According to the Italian polling organization Eurispes, between 18.6% and 83.2% of Italian Catholics believe abortion is acceptable, depending on the circumstance. The highest number, 83.2%, is in favor of the voluntary termination of pregnancy in case the mother's life is in danger.

==Recent events==

===Belgium===

Prior to 1990, Belgium remained one of the few European countries where abortion was illegal. However, abortions were unofficially permitted (and even reimbursed out of 'sickness funds') as long as they were registered as "curettage". It was estimated that 20,000 abortions were performed each year (in comparison to 100,000 births).

In early 1990, despite the opposition of the Christian parties, a coalition of the Socialist and Liberal parties passed a law to partially liberalize abortion law in Belgium. The Belgian bishops appealed to the population at large with a public statement that expounded their doctrinal and pastoral opposition to the law. They warned Belgian Catholics that anyone who co-operated "effectively and directly" in the procurement of abortions was "excluding themselves from the ecclesiastical community". Motivated by the strong stance of the Belgian bishops, King Baudoin notified the Prime Minister Martens on March 30 that he could not sign the law without violating his conscience as a Catholic. Since the legislation would not have the force of law without the king's signature, his refusal to sign nearly precipitated a constitutional crisis. However, the problem was resolved by an agreement between the king and Prime Minister Martens, by which the Belgian government declared the king unable to govern, assumed his authority and enacted the law, after which the Parliament then voted to reinstate the king on the next day. The Vatican described the king's action as a "noble and courageous choice" dictated by a "very strong moral conscience". Others have suggested that Baudoin's action was "little more than a gesture", since he was reinstated as king just 44 hours after he was removed from power.

===Brazil===

In March 2009, Archbishop José Cardoso Sobrinho said that by securing the abortion of a nine-year-old girl who had been raped by her stepfather, her mother and the doctors involved were excommunicated latae sententiae. This statement of the Archbishop drew criticism not only from women's rights groups and the Brazilian government, but also from Archbishop Rino Fisichella, president of the Pontifical Academy for Life, who said it was unjust, and other churchmen.

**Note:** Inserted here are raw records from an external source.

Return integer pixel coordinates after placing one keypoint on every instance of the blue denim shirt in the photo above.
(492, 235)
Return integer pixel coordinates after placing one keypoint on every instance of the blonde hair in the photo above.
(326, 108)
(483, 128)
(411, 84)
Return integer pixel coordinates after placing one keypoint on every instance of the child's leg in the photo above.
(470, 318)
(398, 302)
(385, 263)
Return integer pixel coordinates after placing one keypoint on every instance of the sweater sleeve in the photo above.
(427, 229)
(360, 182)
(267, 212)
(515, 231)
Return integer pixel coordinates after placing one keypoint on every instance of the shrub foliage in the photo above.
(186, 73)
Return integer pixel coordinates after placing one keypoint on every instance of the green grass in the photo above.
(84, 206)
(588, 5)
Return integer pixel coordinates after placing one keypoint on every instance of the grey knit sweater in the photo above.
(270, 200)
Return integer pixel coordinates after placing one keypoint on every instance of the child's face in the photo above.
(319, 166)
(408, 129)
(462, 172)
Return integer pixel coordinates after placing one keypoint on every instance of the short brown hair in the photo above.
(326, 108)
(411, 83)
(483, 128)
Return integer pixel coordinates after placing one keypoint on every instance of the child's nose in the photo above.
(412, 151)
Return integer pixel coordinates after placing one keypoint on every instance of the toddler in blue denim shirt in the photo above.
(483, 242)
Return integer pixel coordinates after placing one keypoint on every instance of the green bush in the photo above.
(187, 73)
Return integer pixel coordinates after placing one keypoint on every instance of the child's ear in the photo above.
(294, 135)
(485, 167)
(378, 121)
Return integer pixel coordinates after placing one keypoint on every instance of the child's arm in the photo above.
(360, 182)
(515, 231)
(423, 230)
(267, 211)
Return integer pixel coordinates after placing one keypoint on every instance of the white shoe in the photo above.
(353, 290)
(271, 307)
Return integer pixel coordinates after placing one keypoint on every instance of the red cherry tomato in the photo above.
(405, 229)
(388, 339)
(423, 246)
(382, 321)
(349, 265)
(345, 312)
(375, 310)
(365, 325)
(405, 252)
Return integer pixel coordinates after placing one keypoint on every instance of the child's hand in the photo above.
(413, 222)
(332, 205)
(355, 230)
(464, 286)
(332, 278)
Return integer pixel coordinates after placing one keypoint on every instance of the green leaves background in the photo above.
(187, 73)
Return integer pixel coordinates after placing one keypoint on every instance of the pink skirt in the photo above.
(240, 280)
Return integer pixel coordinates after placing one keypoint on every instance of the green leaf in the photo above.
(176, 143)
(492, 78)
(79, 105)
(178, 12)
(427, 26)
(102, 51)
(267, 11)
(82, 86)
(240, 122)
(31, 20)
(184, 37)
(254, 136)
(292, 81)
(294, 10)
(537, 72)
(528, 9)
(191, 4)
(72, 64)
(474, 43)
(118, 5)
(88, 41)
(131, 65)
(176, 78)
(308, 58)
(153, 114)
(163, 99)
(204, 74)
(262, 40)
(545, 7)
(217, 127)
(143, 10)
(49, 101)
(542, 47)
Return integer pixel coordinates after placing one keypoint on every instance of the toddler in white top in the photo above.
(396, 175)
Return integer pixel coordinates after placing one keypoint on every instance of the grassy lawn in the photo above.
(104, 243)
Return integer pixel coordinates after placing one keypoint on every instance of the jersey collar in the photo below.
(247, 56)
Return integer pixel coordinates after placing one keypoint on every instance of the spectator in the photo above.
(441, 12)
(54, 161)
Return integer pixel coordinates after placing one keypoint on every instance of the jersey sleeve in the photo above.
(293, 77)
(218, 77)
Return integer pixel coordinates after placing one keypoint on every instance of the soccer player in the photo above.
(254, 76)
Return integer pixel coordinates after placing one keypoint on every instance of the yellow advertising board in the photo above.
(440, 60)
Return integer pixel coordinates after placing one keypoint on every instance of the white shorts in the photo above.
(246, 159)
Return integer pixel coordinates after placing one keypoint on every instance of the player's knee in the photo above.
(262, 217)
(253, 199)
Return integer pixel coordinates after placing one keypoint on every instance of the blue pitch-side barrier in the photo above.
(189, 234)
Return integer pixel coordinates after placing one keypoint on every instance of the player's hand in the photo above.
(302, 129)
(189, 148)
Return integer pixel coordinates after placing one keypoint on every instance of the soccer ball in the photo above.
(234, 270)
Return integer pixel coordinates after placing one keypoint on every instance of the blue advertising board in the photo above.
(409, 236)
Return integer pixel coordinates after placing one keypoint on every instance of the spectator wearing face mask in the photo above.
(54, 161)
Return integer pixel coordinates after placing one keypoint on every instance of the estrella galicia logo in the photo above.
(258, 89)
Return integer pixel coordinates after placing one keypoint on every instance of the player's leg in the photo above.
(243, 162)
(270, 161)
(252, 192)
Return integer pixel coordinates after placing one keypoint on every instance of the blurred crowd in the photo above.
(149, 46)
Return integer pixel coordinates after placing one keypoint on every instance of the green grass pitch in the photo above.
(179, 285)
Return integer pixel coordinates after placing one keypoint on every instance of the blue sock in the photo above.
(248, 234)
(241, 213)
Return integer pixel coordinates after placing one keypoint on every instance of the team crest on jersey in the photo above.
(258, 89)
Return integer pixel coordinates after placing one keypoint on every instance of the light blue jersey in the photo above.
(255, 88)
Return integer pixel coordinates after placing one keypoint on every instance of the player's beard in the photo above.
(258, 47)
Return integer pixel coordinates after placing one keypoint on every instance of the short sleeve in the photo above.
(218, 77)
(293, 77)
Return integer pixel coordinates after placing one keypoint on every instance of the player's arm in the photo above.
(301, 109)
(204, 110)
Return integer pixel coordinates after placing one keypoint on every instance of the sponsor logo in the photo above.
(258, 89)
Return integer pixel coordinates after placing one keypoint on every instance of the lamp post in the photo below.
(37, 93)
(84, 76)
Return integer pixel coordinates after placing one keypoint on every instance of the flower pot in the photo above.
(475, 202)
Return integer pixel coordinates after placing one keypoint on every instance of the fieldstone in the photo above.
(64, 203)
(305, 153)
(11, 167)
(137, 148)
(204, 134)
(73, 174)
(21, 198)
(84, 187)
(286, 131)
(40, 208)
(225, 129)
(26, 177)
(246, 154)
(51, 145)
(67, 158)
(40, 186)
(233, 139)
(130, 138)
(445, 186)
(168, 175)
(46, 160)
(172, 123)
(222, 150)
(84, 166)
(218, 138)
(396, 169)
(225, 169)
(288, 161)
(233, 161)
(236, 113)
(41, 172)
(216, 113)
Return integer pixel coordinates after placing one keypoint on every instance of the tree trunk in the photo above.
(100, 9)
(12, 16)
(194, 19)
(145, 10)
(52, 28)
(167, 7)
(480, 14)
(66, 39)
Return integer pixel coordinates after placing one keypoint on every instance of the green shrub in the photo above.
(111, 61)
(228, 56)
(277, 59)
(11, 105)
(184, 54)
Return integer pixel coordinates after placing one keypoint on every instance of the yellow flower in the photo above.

In view of the interpretations that were placed upon Archbishop Fisichella's article, the Congregation for the Doctrine of the Faith issued a clarification reiterating that "the Church's teaching on procured abortion has not changed, nor can it change". The National Conference of Bishops of Brazil declared the Archbishop's statement mistaken, since in accordance with canon law, when she had acted under pressure and in order to save her daughter's life, the girl's mother certainly had not incurred automatic excommunication and there was insufficient evidence for declaring that any of the doctors involved had.

===England===

In September 2013, Archbishop Peter Smith, Vice-President of the Catholic Bishops' Conference of England and Wales, decried the decision of the Crown Prosecution Service not to proceed against two doctors who accepted a request to perform an abortion as a means of sex selection, a procedure that is illegal in Britain and that Archbishop Smith described as one expression of what he called the injustice that abortion is to the unwanted child.

===India===

Mother Teresa opposed abortion, and in the talk she gave in Norway on being awarded the 1979 Nobel Prize for Peace, she called abortion "the greatest destroyer of peace today". She further stated that, "Any country that accepts abortion is not teaching its people to love but to use violence to get what they want".

===Ireland===
In October 2012, Savita Halappanavar died at University Hospital Galway in Ireland, after suffering a miscarriage which led to sepsis (blood poisoning), multiple organ failure, and her death. She was denied abortion under Irish law because the fetus had a heartbeat and nothing could therefore be done. A midwife explained to her, in a remark for which she later apologized: "This is a Catholic country". Widespread protests were subsequently held in Ireland and India, and there was a call to re-examine the Irish abortion laws. On 25 May 2018, the Irish electorate voted by a majority of 66.4% to repeal the 8th Amendment which banned abortion in almost all circumstances, thus allowing the government to legislate for abortion. An exit poll conducted by RTE suggested that almost 70% of those who voted yes considered themselves to be Catholic. New law created by the Irish Parliament allowed for abortion in the first twelve weeks of pregnancy (with an exception to the time limit if the woman's life is at risk). Abortion services commenced on 1 January 2019.

===Italy===
Speaking to a group of anti-abortion activists from the Congress of the Movement for Life of Italy, Pope Francis called them Good Samaritans and encouraged them "to protect the most vulnerable people, who have the right to be born into life". He called children a gift, and emphasized the dignity of women. He said they were doing "important work in favor of life from conception until its natural end".

===Poland===

It is widely believed that the Catholic Church in Poland is the main source of opposition to the liberalization of abortion laws and the reintroduction of sex education in Polish schools in accordance with European standards. However, research studies have shown that Polish Catholics have a wide range of views on sex and marriage. Many Polish people, including devout Catholics, complain that the Catholic Church makes demands that very few Catholics want and are able to satisfy.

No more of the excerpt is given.